Truth: I’m giving myself a break. Last week I came across a brutally honest post written by my blogger friend, Belinda. She opened up about doing and having it all. It really hit home with me.
I was inspired to leave this comment:
Hey Belinda. This post could have easily come from my brain. It’s so honest. I agree that blogging is becoming somewhat of a competitive sport. I’m constantly comparing myself and my blog to others and that’s not doing me any good.
Like you, I’m a stay at home mom of three. My baby doesn’t sleep through the night. I’m soooo sleep deprived. I have no other family help the majority of the time. My husband works late nearly every evening and travels away from home a lot too. I do what I can. When I’m feeling especially good about a blog post, more than likely my house and kids haven’t gotten my attention for a good chunk of the day. When my house is clean and running well and the kids are happy and I’ve been involved with them all day, there’s no way I’m getting to a blog post. There’s a trade off every day. At the end of every day, I’m constantly thinking about the things I didn’t get to. Like you said, it’s exhausting.
I think I really need to lighten up on myself. I never started blogging to be famous or make money, so I don’t know why I feel the need to strive for either now. House*Tweaking began as a creative outlet for me and somehow it’s become work. Sure, I’d love to cover at least the costs of running the blog and share my ideas but, in the end, if it’s affecting my family life in a negative way then something’s not right. I’m still trying to figure out where I go from here. I applaud you for regrouping and refreshing. Kudos, girl.
I think we need to remind ourselves that ‘famous’ bloggers have spouses, babysitters and nannies or other family members to help out with their kids. Or their kids are older and sleep through the night and are at school during the day. OR they don’t have kids. Some even have professional photographers to document their days. I’ll bet a few even have housekeepers. {gasp!} And no matter where you live, there are only 24 hours in a day, so being online most of the day means taking away time from something else: sleep, exercise, family time, leisure time, etc. I’d rather be well-rounded than be seen on FB or Twitter all day. I was just thinking today that I kind of miss the days before social media.
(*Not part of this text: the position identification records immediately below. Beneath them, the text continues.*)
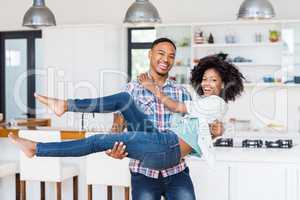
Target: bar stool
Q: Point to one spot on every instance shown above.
(104, 170)
(9, 168)
(46, 169)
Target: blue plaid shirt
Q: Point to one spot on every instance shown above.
(160, 116)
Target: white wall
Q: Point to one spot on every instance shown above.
(113, 11)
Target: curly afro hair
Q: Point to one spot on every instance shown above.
(230, 75)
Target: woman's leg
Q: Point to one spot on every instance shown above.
(136, 119)
(154, 150)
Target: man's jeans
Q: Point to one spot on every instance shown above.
(175, 187)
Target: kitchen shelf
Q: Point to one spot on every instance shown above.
(250, 64)
(264, 44)
(252, 85)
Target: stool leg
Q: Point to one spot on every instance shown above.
(43, 196)
(18, 195)
(109, 192)
(90, 192)
(58, 190)
(126, 193)
(75, 188)
(23, 190)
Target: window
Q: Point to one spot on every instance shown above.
(17, 79)
(139, 43)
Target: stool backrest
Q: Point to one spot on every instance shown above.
(8, 168)
(40, 168)
(104, 170)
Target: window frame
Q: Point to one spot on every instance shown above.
(31, 37)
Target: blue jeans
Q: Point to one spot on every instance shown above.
(155, 150)
(175, 187)
(136, 119)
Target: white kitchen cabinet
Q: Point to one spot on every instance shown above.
(244, 180)
(209, 183)
(83, 62)
(258, 181)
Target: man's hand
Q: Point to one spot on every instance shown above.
(58, 106)
(216, 128)
(145, 81)
(118, 151)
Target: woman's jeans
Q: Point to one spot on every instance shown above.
(136, 119)
(154, 149)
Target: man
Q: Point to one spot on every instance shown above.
(148, 184)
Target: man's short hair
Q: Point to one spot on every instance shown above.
(160, 40)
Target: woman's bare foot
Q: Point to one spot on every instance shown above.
(59, 107)
(27, 146)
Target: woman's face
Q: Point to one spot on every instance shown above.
(211, 83)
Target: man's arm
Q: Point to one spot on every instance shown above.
(172, 105)
(118, 150)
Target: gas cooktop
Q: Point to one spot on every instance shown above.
(254, 143)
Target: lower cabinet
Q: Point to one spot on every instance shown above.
(210, 183)
(245, 181)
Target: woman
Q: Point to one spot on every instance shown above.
(215, 81)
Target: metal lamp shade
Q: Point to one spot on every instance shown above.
(38, 15)
(142, 12)
(256, 9)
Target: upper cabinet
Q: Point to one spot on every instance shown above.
(266, 52)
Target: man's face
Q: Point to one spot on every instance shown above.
(162, 58)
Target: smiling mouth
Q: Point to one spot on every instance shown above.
(163, 66)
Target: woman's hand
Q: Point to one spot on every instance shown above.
(216, 128)
(145, 81)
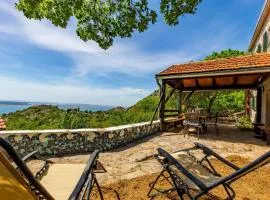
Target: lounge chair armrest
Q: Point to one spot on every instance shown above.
(30, 156)
(209, 151)
(172, 161)
(86, 176)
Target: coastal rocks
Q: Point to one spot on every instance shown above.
(61, 142)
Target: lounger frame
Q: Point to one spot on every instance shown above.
(167, 161)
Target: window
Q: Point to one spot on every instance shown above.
(265, 42)
(259, 49)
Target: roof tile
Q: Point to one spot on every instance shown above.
(240, 62)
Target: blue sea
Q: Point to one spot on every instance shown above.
(8, 108)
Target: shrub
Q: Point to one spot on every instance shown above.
(245, 123)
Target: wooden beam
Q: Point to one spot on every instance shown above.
(171, 115)
(154, 115)
(170, 110)
(235, 80)
(188, 96)
(229, 87)
(259, 104)
(197, 83)
(162, 106)
(170, 95)
(180, 99)
(214, 82)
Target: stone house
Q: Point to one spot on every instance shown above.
(260, 43)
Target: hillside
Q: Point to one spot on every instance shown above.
(52, 117)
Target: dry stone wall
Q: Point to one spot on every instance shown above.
(62, 142)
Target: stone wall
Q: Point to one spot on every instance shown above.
(60, 142)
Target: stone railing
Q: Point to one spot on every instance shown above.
(63, 141)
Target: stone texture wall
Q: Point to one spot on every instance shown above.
(61, 142)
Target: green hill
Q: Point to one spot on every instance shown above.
(52, 117)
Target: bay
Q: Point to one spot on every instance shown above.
(8, 108)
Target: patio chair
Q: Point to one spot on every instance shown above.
(192, 175)
(18, 182)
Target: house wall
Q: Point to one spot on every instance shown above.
(266, 87)
(266, 83)
(60, 142)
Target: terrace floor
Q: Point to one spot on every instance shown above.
(135, 160)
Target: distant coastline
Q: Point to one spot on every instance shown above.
(13, 106)
(9, 103)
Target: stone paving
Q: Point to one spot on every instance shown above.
(136, 159)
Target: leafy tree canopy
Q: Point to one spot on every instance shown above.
(228, 53)
(104, 20)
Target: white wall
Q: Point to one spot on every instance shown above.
(266, 86)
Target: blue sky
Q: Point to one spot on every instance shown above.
(39, 62)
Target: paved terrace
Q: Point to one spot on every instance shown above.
(135, 159)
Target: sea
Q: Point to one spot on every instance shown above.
(8, 107)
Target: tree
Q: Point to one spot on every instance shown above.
(104, 20)
(207, 99)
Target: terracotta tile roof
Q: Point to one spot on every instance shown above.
(2, 124)
(240, 62)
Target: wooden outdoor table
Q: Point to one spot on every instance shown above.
(201, 118)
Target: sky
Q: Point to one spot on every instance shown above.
(43, 63)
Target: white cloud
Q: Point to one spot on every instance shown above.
(15, 89)
(88, 57)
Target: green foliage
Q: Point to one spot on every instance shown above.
(225, 54)
(245, 123)
(221, 102)
(104, 20)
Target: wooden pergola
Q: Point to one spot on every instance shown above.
(243, 72)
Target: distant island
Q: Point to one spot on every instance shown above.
(14, 103)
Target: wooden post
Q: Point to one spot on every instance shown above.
(180, 102)
(258, 109)
(162, 105)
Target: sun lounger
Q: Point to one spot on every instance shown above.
(18, 182)
(192, 174)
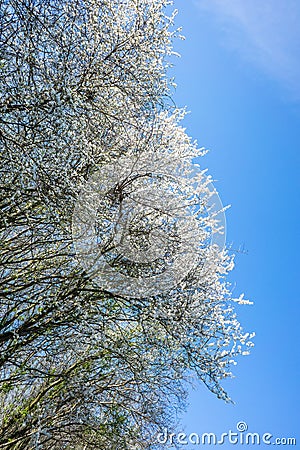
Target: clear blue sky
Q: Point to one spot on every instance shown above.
(239, 75)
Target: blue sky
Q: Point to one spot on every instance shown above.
(239, 75)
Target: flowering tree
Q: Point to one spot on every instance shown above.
(113, 289)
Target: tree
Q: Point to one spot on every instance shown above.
(84, 364)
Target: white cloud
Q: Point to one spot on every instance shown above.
(266, 31)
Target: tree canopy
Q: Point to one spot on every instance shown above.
(113, 291)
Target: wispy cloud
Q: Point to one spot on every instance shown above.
(265, 31)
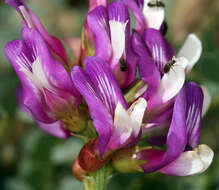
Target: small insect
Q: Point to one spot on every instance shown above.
(169, 65)
(123, 66)
(156, 3)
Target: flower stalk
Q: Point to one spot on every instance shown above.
(98, 180)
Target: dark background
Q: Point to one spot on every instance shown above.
(31, 159)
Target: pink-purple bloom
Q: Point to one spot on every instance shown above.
(47, 89)
(165, 102)
(111, 30)
(30, 20)
(107, 105)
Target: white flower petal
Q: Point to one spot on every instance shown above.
(191, 50)
(171, 83)
(122, 123)
(136, 112)
(190, 162)
(207, 100)
(26, 16)
(154, 15)
(117, 31)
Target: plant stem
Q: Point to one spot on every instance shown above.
(98, 180)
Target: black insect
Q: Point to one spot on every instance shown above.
(169, 65)
(156, 3)
(123, 65)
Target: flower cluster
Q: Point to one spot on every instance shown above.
(133, 83)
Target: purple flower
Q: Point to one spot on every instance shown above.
(30, 20)
(48, 92)
(183, 155)
(155, 54)
(116, 126)
(94, 3)
(110, 28)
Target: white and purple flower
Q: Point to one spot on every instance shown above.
(47, 89)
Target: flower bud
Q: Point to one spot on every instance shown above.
(78, 171)
(135, 91)
(126, 161)
(75, 120)
(89, 159)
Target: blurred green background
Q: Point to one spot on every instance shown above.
(31, 159)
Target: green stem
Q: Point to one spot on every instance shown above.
(98, 180)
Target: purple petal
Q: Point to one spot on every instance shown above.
(98, 23)
(147, 69)
(56, 129)
(160, 49)
(118, 12)
(190, 162)
(94, 3)
(120, 38)
(176, 140)
(105, 83)
(32, 21)
(15, 3)
(55, 72)
(195, 98)
(18, 53)
(102, 119)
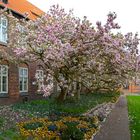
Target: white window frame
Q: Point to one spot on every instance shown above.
(3, 18)
(2, 75)
(40, 71)
(23, 68)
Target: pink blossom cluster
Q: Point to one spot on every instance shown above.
(72, 50)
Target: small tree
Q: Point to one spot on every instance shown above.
(75, 53)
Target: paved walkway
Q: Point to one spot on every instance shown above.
(116, 126)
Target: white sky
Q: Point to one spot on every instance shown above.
(128, 11)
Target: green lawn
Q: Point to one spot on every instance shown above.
(45, 108)
(134, 116)
(42, 108)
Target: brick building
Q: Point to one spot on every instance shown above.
(17, 80)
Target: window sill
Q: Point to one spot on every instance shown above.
(3, 43)
(4, 95)
(24, 93)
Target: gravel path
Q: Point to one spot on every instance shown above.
(116, 127)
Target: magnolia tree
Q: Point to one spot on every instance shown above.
(74, 53)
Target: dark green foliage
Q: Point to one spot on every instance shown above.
(72, 132)
(134, 116)
(43, 108)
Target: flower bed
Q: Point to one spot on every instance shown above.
(66, 128)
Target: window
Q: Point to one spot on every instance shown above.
(23, 79)
(5, 1)
(3, 79)
(3, 29)
(40, 79)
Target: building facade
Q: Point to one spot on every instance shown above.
(17, 81)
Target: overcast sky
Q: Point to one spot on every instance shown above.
(128, 11)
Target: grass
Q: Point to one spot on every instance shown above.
(134, 116)
(44, 107)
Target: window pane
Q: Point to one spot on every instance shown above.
(20, 84)
(25, 73)
(23, 79)
(25, 84)
(0, 84)
(4, 83)
(4, 22)
(21, 72)
(4, 34)
(4, 70)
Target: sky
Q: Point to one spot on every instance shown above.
(128, 11)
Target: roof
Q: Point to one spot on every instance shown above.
(22, 7)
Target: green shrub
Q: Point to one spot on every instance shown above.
(33, 126)
(72, 132)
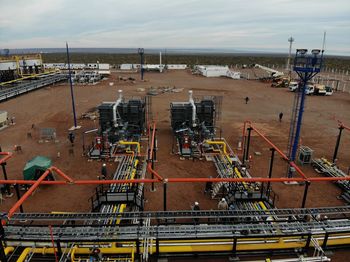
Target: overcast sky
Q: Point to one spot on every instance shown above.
(233, 24)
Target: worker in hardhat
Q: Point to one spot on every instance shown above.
(208, 186)
(104, 171)
(196, 208)
(223, 204)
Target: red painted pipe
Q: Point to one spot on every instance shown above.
(7, 155)
(177, 180)
(61, 174)
(149, 168)
(27, 194)
(124, 181)
(299, 171)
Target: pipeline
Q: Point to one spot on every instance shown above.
(177, 180)
(7, 155)
(301, 173)
(131, 143)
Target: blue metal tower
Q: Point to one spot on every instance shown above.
(71, 87)
(306, 66)
(141, 51)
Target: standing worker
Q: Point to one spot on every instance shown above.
(223, 204)
(280, 116)
(71, 138)
(196, 208)
(104, 171)
(208, 187)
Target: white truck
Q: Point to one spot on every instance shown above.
(293, 86)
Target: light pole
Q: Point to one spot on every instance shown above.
(306, 66)
(141, 51)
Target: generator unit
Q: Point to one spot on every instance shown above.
(123, 119)
(192, 123)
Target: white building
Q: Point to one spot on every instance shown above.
(176, 66)
(217, 71)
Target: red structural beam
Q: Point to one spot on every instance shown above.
(27, 194)
(7, 155)
(36, 184)
(299, 171)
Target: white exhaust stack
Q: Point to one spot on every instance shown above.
(115, 106)
(190, 93)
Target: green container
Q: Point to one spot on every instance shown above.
(35, 167)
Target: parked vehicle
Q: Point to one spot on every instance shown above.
(310, 89)
(329, 90)
(293, 86)
(320, 90)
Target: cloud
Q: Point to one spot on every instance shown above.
(259, 24)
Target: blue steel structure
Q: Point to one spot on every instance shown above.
(306, 66)
(71, 87)
(141, 51)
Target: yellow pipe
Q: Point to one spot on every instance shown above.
(170, 246)
(131, 143)
(27, 250)
(9, 250)
(214, 142)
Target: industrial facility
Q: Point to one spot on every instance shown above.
(162, 177)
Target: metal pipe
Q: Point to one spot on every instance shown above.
(215, 142)
(7, 187)
(165, 182)
(7, 155)
(341, 127)
(277, 149)
(299, 121)
(245, 158)
(131, 143)
(178, 180)
(115, 107)
(270, 168)
(18, 197)
(61, 174)
(307, 184)
(191, 101)
(270, 143)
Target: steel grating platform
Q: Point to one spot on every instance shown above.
(340, 211)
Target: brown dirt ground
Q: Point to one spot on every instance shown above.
(51, 107)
I say keep doing what makes you happy. You will draw the audience you want that way. I love your kid parties, corners of your home and DIY decorating. I think posting one really beefy post a week is way better than posting several fluffy posts every day.
You’ve inspired me to re-evaluate my own blog!
xo from across the globe,
Dana
I don’t want H*T to feel like work. After all, that’s why I started it! The problem is I’m a yes girl. It’s really difficult for me to say no. Before kids – heck, even with two kids – it wasn’t unusual for me to have a lot on my plate and still get it all taken care of. I’m a busy-body. I don’t need a ton of sleep to function. I’m good at managing my time. BUT with three kids in the mix {one of which has yet to sleep through the night. ahem, Mabrey.} and a HH who works long hours and is traveling a bunch for business, I have to start saying no. I am only one person. I cannot do it all. So why waste my time trying?
Recently, I’ve gotten caught up in an awful ‘yes’ cycle. I say yes to so many people/events/things that by the time I’ve fulfilled my obligations, there’s no time left for the stuff I enjoy. Like decorating, DIYing and tweaking. And I wonder why I can’t make any good progress on my house!
So I’m taking a step back and heeding my own advice. Quality over quantity, people. I think my kids, my HH, my blog and my self will all be better for it.
I’m not even going to pick up any of that.